These are the 9 Catholic Institutions that just divested from fossil fuels

It’s the largest joint Catholic divestment in history

On Wednesday May 10th, nine Catholic organizations from around the world announced their decision to divest their portfolios from coal, oil and gas companies in the largest joint Catholic fossil fuel divestment in history.

The groups — including religious orders and dioceses from the UK, USA and Italy — made the announcement ahead of international negotiations this month on implementing measures in the Paris Agreement on climate change.

The announcement is significant in the number of different Catholic orders — including Jesuits and Franciscans — uniting behind this issue, which is gaining growing support at all levels of the Catholic Church.

The 9:
The Mission Congregation of the Servants of the Holy Spirit (Global, General Curia)
The Diocese of Pescara (Italy)
Il Dialogo (Italy)
The Italian Jesuits (Italy)
Rete Interdiocesana Nuovi Stili di Vita (Italy)
Siloe Monastic Community (Italy)
MGR Foundation (USA)
The Wheaton Franciscan Sisters, Daughters of the Sacred Hearts of Jesus and Mary (USA)
St Joseph’s Province of the Congregation of the Passion — English Province of the Passionists (UK)

The previous record for number of Catholic institutions divesting jointly was seven and was set in October 2016. A total of 27 Catholic institutions have now divested.
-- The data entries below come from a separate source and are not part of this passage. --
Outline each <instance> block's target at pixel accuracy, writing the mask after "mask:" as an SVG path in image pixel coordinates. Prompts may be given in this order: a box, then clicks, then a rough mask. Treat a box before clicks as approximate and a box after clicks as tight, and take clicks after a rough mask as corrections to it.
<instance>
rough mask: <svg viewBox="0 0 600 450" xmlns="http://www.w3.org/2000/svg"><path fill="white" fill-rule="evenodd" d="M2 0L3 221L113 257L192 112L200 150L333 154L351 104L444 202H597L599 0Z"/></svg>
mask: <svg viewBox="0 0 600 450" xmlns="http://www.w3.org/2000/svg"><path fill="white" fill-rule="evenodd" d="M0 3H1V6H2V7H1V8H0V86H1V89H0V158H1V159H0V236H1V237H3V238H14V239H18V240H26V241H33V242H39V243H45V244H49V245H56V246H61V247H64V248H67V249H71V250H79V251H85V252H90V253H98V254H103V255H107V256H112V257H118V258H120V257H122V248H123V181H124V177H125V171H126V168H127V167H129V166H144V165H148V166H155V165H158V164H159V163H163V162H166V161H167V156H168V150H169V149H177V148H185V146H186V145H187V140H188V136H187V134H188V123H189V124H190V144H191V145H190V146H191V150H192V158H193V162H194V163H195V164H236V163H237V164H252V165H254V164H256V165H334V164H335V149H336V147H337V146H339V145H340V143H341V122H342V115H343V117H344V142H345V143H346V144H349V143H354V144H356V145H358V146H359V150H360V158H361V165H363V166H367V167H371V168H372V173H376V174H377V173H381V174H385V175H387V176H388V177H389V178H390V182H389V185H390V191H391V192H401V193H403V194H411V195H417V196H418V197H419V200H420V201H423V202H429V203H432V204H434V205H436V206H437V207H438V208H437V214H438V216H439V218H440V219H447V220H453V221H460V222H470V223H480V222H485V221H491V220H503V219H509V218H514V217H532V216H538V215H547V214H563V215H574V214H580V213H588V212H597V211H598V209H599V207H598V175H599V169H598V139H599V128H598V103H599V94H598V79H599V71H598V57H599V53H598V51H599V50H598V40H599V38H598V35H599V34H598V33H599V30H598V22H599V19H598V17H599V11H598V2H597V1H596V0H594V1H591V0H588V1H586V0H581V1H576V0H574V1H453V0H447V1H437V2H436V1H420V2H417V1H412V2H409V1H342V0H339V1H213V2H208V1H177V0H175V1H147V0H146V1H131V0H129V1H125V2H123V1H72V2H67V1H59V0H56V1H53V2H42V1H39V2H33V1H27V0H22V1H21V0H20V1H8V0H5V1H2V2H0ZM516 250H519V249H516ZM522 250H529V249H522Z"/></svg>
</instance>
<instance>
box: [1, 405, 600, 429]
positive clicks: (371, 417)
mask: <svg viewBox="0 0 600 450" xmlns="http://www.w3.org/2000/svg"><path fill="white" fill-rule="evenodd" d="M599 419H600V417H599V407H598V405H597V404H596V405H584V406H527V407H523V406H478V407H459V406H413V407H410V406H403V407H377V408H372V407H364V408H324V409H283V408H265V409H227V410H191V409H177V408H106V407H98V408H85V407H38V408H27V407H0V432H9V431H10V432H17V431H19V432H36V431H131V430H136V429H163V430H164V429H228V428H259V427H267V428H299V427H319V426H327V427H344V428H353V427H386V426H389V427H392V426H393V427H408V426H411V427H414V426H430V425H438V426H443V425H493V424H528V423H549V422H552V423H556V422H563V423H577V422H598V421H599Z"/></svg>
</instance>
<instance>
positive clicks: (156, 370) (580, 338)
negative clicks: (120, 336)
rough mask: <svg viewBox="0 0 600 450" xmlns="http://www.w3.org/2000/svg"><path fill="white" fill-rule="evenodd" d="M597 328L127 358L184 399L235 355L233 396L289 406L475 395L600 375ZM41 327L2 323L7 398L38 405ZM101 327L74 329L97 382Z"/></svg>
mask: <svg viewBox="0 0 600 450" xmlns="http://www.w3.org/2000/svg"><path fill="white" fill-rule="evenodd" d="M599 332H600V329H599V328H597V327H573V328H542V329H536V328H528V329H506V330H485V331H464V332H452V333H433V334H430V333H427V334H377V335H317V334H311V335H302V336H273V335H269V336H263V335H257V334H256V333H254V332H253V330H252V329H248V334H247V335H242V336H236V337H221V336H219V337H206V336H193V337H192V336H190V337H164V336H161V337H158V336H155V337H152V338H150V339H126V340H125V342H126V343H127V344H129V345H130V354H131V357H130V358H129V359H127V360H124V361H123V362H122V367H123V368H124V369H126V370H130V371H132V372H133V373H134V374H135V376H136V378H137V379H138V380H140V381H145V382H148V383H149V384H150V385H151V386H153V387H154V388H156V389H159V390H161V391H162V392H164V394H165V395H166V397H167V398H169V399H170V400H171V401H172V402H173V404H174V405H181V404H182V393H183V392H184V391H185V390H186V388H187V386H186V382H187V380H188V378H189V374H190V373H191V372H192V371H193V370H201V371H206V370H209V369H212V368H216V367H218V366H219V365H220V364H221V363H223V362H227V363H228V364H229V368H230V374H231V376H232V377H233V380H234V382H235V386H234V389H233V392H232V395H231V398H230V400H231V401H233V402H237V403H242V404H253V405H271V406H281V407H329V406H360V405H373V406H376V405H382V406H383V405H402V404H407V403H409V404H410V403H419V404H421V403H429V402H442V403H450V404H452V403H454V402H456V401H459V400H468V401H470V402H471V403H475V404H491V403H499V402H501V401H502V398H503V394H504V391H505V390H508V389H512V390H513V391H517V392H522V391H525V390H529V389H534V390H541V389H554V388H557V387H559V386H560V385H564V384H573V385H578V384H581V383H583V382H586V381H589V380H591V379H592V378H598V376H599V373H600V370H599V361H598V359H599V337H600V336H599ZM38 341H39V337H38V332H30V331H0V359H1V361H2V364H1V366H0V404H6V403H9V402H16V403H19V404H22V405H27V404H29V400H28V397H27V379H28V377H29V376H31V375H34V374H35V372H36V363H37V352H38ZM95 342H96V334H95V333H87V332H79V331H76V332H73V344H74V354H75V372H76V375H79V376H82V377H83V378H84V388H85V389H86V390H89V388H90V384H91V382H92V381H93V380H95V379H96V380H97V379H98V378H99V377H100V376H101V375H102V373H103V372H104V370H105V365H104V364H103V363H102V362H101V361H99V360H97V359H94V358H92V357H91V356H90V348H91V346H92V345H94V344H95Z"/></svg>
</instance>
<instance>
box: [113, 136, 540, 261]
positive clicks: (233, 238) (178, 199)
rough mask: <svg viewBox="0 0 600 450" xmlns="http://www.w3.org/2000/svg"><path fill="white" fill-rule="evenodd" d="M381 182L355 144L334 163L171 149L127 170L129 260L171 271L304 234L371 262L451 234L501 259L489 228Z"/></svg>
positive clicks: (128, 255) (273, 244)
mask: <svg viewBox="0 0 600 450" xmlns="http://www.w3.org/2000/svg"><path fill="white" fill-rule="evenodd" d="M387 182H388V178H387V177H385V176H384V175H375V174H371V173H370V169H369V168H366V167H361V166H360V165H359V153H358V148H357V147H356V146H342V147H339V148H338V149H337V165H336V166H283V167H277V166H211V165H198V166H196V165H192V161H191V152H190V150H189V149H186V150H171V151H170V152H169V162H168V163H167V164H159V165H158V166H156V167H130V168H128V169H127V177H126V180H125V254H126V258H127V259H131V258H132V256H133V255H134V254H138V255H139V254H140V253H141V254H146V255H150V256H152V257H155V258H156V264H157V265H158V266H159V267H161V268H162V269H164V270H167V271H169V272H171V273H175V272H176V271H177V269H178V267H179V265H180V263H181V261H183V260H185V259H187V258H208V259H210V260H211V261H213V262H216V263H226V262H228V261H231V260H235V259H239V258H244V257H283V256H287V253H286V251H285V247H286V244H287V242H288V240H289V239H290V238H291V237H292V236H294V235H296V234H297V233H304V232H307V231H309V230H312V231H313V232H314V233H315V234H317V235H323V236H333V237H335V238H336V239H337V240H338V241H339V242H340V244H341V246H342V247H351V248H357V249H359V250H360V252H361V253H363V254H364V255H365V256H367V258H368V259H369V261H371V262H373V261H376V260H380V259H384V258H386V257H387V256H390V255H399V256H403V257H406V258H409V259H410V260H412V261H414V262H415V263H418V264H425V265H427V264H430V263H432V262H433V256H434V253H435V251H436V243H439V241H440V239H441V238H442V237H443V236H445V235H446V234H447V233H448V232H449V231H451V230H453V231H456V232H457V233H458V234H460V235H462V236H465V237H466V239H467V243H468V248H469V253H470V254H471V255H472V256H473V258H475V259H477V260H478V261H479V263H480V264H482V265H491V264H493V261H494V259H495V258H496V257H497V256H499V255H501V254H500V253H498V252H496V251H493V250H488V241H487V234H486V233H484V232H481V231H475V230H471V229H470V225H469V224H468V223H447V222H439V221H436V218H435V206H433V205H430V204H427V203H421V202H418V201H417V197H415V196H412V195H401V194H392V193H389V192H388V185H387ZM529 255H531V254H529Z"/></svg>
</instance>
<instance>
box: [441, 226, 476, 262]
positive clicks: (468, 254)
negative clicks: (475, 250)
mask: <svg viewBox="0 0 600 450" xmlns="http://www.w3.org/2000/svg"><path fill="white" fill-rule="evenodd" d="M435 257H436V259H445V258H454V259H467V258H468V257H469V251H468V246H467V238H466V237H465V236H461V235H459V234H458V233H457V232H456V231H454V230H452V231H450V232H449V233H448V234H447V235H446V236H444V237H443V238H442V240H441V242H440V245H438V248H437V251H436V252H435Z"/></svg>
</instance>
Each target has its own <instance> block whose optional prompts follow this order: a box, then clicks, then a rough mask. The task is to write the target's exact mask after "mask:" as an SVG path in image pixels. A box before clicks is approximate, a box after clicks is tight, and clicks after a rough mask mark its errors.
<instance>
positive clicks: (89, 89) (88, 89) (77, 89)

This latest announcement also comes in the middle of the week-long Global Divestment Mobilization organized by climate change NGO 350.org, as part of which thousands worldwide are taking action to push cities, universities, churches, pension funds, museums and other institutions to demonstrate climate leadership by breaking their financial ties to fossil fuel companies.

Quotes

“The Catholic response to climate change is gathering momentum exponentially. From refusing to invest in fossil fuels to installing solar panels on church roofs, more and more Catholics are taking concrete actions to protect creation and the vulnerable in their communities and beyond. This momentum is something that should not go unnoticed by world leaders meeting for the G7 Summit before they return home to turn politics to policy.” — Tomas Insua, Executive Director, Global Catholic Climate Movement.
“We celebrate this announcement and hope that the message it conveys reaches people of all faiths and inspires even more Catholic institutions, including the Vatican itself, to end the harmful influence of the fossil fuel industry’s ambition over our economies and societies, and push for clean and just energy sources for all humanity.” — Yossi Cadan, 350.org Senior Divestment Campaigner
We “are announcing today that we can say with integrity that we have no current investment in fossil fuels, and we will in the next year add it to our Socially Responsible Investment Policy to assure no future investments in fossil fuels. In this way we wish to emphasize the urgency of the climate crisis and deepen our commitment to care for our common home” — Sr. Melanie Paradis,osf, Sr. Lynn Schafer,osf, Sr. Trish Villarreal,osf, Sr. Alana Gorski,osf, Provincial Council of the The Wheaton Franciscan Sisters
“The fossil fuel divestment is a concrete way to put the Laudato Si’ into practice and be witness of its message. In the Encyclical Laudato Si’ Pope Francis affirms: ‘We know that technology based on the use of highly polluting fossil fuels […] especially coal, but also oil and, to a lesser degree, gas — needs to be progressively replaced without delay.’ (Laudato Si’, 165)... We are convinced that this union will lead to more sustainable finance and a more just and livable world. Therefore we have joined and invite all others to”— Giovanni Sarubbi, (Director) Michele Zarrella (Head of the environmental section) of “Il dialogo”
“We consider it is important to be part of an initiative that is in very deep harmony with the value in which we believe and that gives a concrete answer to Pope Francis’s Call in his encyclical Laudato Si’ asking for a real ecological conversion, moving from fossil energies to the renewables ones .”— Adriano Sella, National Coordinator of Rete Interdiocesana Nuovi Stili di Vita.